デフレ下における増税は財政を圧迫させる。確かに、見かけの税収は増えるのかもしれない。しかし、橋本政権での消費税増税後は確かに緊縮税制の効果もあって9兆円の財政を緊縮する事ができた。しかしこれによって、肝心の税収が減ってしまい、差し引きで6兆円の減収になってしまった。著者は、つまり税収とはこういう事だという事を本書で綴っている。
政府の税収とは、
「名目GDPから政府に分配された所得」
名目GDPは所得の合計であると同時に、付加価値の合計、そして需要の合計でもあると。所得が増えれば名目GDPが増え、結果的に税収が増加するという、至極全うな事を言っている。確かに、民主党政権時代は「コンクリートから人へ」というスローガンや事業仕分けといった事を行ったが、肝心の税収が増えたか?というと、そうでもない。

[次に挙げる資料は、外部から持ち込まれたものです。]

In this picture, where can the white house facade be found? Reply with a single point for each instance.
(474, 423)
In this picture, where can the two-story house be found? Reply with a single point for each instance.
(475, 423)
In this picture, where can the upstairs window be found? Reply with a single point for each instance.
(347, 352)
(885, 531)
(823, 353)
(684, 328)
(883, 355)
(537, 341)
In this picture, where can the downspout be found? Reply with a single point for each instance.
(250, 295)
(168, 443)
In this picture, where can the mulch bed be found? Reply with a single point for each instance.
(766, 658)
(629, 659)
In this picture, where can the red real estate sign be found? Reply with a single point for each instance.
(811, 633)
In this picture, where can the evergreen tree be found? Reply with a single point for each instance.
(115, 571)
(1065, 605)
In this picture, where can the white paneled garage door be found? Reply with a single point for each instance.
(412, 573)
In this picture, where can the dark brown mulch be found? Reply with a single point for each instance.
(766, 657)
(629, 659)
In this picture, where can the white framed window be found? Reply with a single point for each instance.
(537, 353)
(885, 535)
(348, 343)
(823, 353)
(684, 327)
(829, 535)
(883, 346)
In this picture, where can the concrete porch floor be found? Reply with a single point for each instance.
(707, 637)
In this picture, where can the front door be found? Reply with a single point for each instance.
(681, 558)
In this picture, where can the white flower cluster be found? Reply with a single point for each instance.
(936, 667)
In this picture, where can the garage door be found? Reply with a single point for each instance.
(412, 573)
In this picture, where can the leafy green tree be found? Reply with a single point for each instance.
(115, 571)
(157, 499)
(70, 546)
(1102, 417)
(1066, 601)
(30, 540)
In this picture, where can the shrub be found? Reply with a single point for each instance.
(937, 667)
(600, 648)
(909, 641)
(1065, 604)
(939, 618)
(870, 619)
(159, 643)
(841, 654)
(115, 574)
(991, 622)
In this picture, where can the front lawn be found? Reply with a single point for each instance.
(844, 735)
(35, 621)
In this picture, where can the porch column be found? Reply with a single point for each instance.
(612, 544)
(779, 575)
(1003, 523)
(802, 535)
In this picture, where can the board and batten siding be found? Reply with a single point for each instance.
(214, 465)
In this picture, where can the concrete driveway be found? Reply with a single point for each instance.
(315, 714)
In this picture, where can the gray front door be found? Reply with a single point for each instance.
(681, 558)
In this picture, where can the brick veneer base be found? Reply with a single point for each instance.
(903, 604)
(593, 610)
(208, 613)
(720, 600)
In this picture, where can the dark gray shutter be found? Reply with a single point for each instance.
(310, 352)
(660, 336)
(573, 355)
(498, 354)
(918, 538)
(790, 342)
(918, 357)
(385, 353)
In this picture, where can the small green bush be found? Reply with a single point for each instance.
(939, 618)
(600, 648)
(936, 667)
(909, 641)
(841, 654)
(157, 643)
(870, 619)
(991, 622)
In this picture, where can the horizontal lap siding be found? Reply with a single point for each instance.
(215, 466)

増税する事が善だ、という意見はよく聞きますが、実際に増税をする事でのメリットは思ったよりも少ない。結局、国というのは人がいて、その人たちがいかに多くの収入を得るかにかかっている。国民の生活が豊かになれば、消費だってするし、企業は投資だってする。それが健全な成長という事なのかもしれない。本書を読んで強く思った事です。